How to frame this problem using RL?

How should this problem be framed in the domain of RL for preventing users from exceeding their bank account balance and being overdrawn?

For example, a user has 1000 in an account, and proceeds to withdraw 300, 400, 500, making the user overdrawn by 200 :((300+400+500) – 1000).

Treating this as a supervised learning problem, I could use logistic regression. The input feature is the transaction amounts. The input features for a training instance, 300,400,500 and the output feature occurs if the account is overdrawn or not overdrawn with corresponding values of 1 and 0 respectively. For simplicity, we will assume the number of transactions is consistent and is always 3.

For RL, a state could be represented as a series of transactions, but how should the reward be assigned?

Update:

Here my RL implementation of the problem:

import torch
from collections import defaultdict
gamma = .1
alpha = 0.1
epsilon = 0.1
n_episode = 2000
overdraft_limit = 1000

length_episode = [0] * n_episode
total_reward_episode = [0] * n_episode

episode_states = [[700,100,200,290,500] , [400,100,200,300,500] , [212, 500,100,100,200,500]]
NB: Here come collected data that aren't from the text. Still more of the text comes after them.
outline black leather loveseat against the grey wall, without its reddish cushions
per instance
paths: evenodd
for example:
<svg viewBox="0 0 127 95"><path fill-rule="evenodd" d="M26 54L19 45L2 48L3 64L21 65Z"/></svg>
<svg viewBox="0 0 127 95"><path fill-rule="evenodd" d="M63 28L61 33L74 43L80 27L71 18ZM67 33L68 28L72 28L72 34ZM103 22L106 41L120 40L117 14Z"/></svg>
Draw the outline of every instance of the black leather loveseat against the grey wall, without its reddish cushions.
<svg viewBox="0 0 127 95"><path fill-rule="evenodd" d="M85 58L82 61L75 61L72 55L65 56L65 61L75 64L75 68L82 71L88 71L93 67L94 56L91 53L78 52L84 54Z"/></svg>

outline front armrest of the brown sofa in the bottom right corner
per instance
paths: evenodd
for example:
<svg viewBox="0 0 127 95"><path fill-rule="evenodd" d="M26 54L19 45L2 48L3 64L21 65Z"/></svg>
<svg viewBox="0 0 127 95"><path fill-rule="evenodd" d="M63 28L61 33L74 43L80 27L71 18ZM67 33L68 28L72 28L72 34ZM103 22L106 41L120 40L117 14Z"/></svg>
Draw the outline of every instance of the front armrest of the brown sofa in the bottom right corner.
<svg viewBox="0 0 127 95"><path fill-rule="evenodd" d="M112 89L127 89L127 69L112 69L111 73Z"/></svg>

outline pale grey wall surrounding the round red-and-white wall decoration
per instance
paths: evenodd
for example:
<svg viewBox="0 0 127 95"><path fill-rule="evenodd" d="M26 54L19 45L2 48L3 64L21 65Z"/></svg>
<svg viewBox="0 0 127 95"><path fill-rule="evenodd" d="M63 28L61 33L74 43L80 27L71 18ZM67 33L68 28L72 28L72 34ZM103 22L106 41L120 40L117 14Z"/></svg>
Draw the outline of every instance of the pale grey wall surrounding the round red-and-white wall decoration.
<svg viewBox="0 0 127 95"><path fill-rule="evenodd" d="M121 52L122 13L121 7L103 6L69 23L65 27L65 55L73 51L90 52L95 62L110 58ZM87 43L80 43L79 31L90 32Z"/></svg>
def gen_epsilon_greedy_policy(n_action, epsilon):
    def policy_function(state, Q):
        probs = torch.ones(n_action) * epsilon / n_action
        best_action = torch.argmax(Q[state]).item()
        probs[best_action] += 1.0 - epsilon
        action = torch.multinomial(probs, 1).item()
        return action
    return policy_function

def is_overdrawn(currentTotal):
    return currentTotal >= overdraft_limit

# Actions are overdrawn or not, 0 - means it is not overdrawn, 1 - means that it will be overdrawn
def get_reward(action, currentTotal):
    if action == 0 and is_overdrawn(currentTotal):
        return -1
    elif action == 0 and not is_overdrawn(currentTotal):
        return 1
    if action == 1 and is_overdrawn(currentTotal):
        return 1
    elif action == 1 and not is_overdrawn(currentTotal):
        return -1
    else :
        raise Exception("Action not found") 
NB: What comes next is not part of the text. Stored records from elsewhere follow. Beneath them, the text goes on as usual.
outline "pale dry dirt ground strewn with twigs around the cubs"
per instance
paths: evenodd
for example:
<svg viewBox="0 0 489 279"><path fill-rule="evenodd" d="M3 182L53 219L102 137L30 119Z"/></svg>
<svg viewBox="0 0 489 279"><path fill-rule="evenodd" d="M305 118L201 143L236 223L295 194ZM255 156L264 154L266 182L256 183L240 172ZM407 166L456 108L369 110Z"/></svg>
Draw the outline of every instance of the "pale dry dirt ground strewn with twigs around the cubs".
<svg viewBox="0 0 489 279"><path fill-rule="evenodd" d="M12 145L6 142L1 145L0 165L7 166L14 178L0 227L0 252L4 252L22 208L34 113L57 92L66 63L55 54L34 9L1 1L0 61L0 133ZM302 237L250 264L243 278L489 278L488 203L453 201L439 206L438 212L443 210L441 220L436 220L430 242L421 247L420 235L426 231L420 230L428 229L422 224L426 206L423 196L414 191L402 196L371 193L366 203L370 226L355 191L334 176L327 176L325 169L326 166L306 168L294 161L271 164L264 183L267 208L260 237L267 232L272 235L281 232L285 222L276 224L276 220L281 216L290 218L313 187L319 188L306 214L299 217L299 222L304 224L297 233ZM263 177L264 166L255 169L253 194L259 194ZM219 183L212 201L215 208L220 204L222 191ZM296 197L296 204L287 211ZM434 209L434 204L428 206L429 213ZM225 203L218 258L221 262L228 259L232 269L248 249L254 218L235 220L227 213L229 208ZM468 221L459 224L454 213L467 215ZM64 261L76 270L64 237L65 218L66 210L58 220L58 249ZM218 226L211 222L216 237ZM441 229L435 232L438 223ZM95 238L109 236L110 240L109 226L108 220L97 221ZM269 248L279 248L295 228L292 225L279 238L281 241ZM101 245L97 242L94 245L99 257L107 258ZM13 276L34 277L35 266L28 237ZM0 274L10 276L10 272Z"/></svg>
def q_learning(gamma, n_episode, alpha,n_action):
    """
    Obtain the optimal policy with off-policy Q-learning method
    @param gamma: discount factor
    @param n_episode: number of episodes
    @return: the optimal Q-function, and the optimal policy
    """
    Q = defaultdict(lambda: torch.zeros(n_action))
    for ee in episode_states : 
        for episode in range(n_episode):
            state = ee[0]
            index = 0
            currentTotal = 0
            while index < len(ee)-1 :
                currentTotal = currentTotal + state
                next_state = ee[index+1] 
                action = epsilon_greedy_policy(state, Q)
#                 print(action)
                reward = get_reward(action, currentTotal)
                td_delta = reward + gamma * torch.max(Q[next_state]) - Q[state][action]
                Q[state][action] += alpha * td_delta

                state = next_state
                index = index + 1

                length_episode[episode] += 1
                total_reward_episode[episode] += reward
                
    policy = {}
    for state, actions in Q.items():
        policy[state] = torch.argmax(actions).item()
    return Q, policy

epsilon_greedy_policy = gen_epsilon_greedy_policy(2, epsilon)
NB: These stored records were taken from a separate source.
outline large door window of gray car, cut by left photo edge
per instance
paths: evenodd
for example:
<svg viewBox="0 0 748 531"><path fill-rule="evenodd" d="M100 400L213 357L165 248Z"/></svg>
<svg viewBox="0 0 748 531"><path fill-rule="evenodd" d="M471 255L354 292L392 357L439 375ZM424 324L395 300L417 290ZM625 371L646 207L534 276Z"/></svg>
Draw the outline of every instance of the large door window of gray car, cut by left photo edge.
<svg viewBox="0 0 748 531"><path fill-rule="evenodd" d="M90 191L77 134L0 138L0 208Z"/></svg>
optimal_Q, optimal_policy = q_learning(gamma, n_episode, alpha, 2)

print('The optimal policy:n', optimal_policy)
print('The optimal Q:n', optimal_Q)

This code prints:

The optimal policy:
 {700: 0, 100: 0, 200: 1, 290: 1, 500: 0, 400: 0, 300: 1, 212: 0}
The optimal Q:
 defaultdict(<function q_learning.<locals>.<lambda> at 0x7f9371b0a3b0>, {700: tensor([ 1.1110, -0.8890]), 100: tensor([ 1.1111, -0.8889]), 200: tensor([-0.8889,  1.1111]), 290: tensor([-0.9998,  1.0000]), 500: tensor([ 1.1111, -0.8889]), 400: tensor([ 1.1110, -0.8890]), 300: tensor([-1.0000,  1.0000]), 212: tensor([ 1.1111, -0.8888])})

The optimal policy is to inform us if 700 is added to the balance, then the customer will not overdraw (0). If 200 is added to the balance, then the customer will overdraw(1). What avenues can I explore to improve upon this method as this is quite basic, but I’m unsure as to what approach I should take in order to improve the solution.

For example, this solution just looks at the most recent additions to the balance to determine if the customer is overdrawn. Is this a case of adding new features to the training data?

I’m just requesting a critique on this solution so I can improve it. How can I improve the representation of the state?